Your phone screen (galaxy S IV) is basically white balanced at 6600k
, so it will appear most white when around lighting around 6500k, which is on the bluer side of daylight/cloudy and indoors.
- The Galaxy S IV has a feature that allows it to dynamically change based on the ALS, or can be overridden by the user, which mostly affects color gamut, and either amps up contrast and saturation while shifting hues slightly, or flattens them to a more realistic (usually most people prefer high saturation/high contrast images) image.
- i have no idea what the ALS sensor samples at, or any definitive specs on the exact sensor and how it interacts with auto brightness, its priority, etc (yet, ive emailed Samsung and i wouldn't mind coming up with a simple app to adjust this if i can figure out the sensor specs and their software). But certain lights (fluorescent mostly) flicker at either 50hz or 60hz depending on their AC current, which may, at times, interfere or give bad readings to the ALS depending on the ALS sensor reading timings (again i do not know exactly what those values are, i suspect they are long as my S III and S IV typically react about a half-second behind lighting changes).
DETERMINING IF YOU HAVE A BAD DISPLAY
All together, it works pretty darn good, if a bit slowly, but there seems to be a lot of confusion and people wondering if their screen is bad. The BEST and EASIEST way is to go to any cell store or mall, and compare YOUR screen and the SAME image to another S IV, with the same settings. The best settings for this are to turn power saving OFF, turn off ALL power saving apps, turn auto brightness OFF, turn brightness up ALL THE WAY, go to 'settings', 'display', 'screen mode', and change the setting to 'movie'. Compare several IDENTICAL images or pages. Then change the 'screen mode' to 'standard' and compare the same images.

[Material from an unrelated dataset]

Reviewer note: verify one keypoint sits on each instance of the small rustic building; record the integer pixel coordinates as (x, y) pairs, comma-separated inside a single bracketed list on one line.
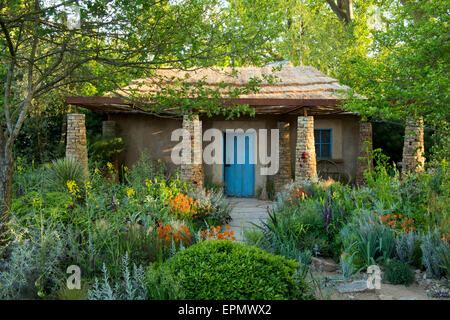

While doing so, be sure to check out images such as the one i provided and make sure the colors match, grays are grays or at least the same slight caste of pink/green/etc, and while doing so, TILT THE SCREENS at various angles together (level surface, side by side, tilt to 45 degrees at the same time on all 4 axes), and look for discoloration or bleeding; if you see big differences between two or three other phones and yours, you got a bum screen. I haven't seen a 'bad' one yet, and i made the poor AT&T guy open up five of them and let me play with them (AMOLED also has jet black splotches with full blacks in a fully black room; i wanted the screen with the least noticeable splotches).